The Black and Puerto Rican residents of the Causeway Housing Projects, built originally for the families of Italian dock workers and located in sight of the Statue of Liberty (“a gigantic copper reminder that this city was a grinding factory that diced the poor man’s dreams worse than any cotton gin or sugarcane factory from the old country”), had little reason for hope; some found comfort in religion, others in artificial stimulants - or depressants. Here’s McBride’s description of Life in the Cause:
You worked, slaved, fought off the rats, the mice, the roaches, the ants, the Housing Authority, the cops, the muggers, and now the drug dealers. You lived a life of disappointment and suffering, of too-hot summers and too-cold winters, surviving in apartments with crummy stoves that didn’t work and windows that didn’t open and toilets that didn’t flush and lead paint that flecked off the walls and poisoned your children.

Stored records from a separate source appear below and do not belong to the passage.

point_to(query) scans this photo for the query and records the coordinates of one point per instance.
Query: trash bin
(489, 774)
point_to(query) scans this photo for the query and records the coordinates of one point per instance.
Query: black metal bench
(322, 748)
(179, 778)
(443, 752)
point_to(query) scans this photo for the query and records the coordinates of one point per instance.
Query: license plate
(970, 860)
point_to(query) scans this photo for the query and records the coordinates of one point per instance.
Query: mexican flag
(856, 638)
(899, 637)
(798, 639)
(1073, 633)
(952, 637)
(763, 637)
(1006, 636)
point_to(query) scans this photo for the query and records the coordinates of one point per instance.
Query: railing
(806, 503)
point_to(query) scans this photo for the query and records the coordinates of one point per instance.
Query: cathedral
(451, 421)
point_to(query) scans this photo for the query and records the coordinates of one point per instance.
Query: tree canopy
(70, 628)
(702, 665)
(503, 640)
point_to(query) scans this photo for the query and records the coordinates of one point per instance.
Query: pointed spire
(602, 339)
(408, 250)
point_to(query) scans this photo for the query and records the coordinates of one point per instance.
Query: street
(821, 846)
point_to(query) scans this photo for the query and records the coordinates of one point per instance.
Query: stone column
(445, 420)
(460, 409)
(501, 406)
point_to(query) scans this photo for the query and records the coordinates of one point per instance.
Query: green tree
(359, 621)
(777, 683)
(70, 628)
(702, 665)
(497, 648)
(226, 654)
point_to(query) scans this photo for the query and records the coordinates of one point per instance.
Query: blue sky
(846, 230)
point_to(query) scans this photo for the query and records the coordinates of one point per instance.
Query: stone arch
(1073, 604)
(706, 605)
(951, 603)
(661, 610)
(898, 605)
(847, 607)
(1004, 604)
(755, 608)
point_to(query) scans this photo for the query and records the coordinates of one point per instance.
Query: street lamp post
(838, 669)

Even so, as NPR reviewer declared, McBride, National Book Award winner for "The Good Lord Bird," "entertains us and show us both the beauty and ugliness of humanity.” He describes the Cause residents compassionately as flawed but sympathetic, with common sense coping skills and apt nicknames such as Bum-Bum, Lightbulb, Soup, and Hot Sausage. Sportcoat describes a day’s drinking as going “from a toot to a tear to a wallbanger.” His friend Hot Sausage admonishes him, “Your cheese done fell off your cracker” and describes an aging beauty as one whom he wouldn’t throw out of bed for eating crackers. Until interrupted by a power failure, they argue about the best way of breaking mojos:
“Put a fork under your pillow and buckets of water around your kitchen.”
“Roll a hound’s tooth in cornmeal and wear it around your neck.”
“Naw. Walk up a hill with your hands behind your head.”
“Stick your hand in a jar of maple syrup.”
“Sprinkle seed corn and butter bean hulls outside the door.”
“Step backward over a pole ten times.”
“Swallow three pebbles.”
“Never turn your head to the side when a horse is passing.”
“Drop a dead mouse on a red rag.”
“Give your sweetheart an umbrella on the Thursday”
“Blow on a mirror and walk it around a tree ten times.”
Long after I’ve forgotten the plot devices of “Deacon King Kong,” I’ll remember the strength and motherwit of characters such as Sister Veronica Gee, who felt a bond with soon-to-retire honest Irish cop “Potts” Mullen; or Sportcoat himself (real name Cuffy Lampkin), who gardened for an ancient Italian lady he nicknamed Miss Four Pies and escorted her on hunts for pokeweed and other folk medicine remedies. Then there were the wonderful character sketches of residents such as Little Soup Lopez, who at age 14 switches from watching “Captain Kangaroo,” a “children’s show about a gentle white man whose gags with puppets and characters like Mr. Mouse and Mr. Green Jeans [once] delighted him” to “Mr. Rogers’ Neighborhood,” about “a gentle white man with better puppets.”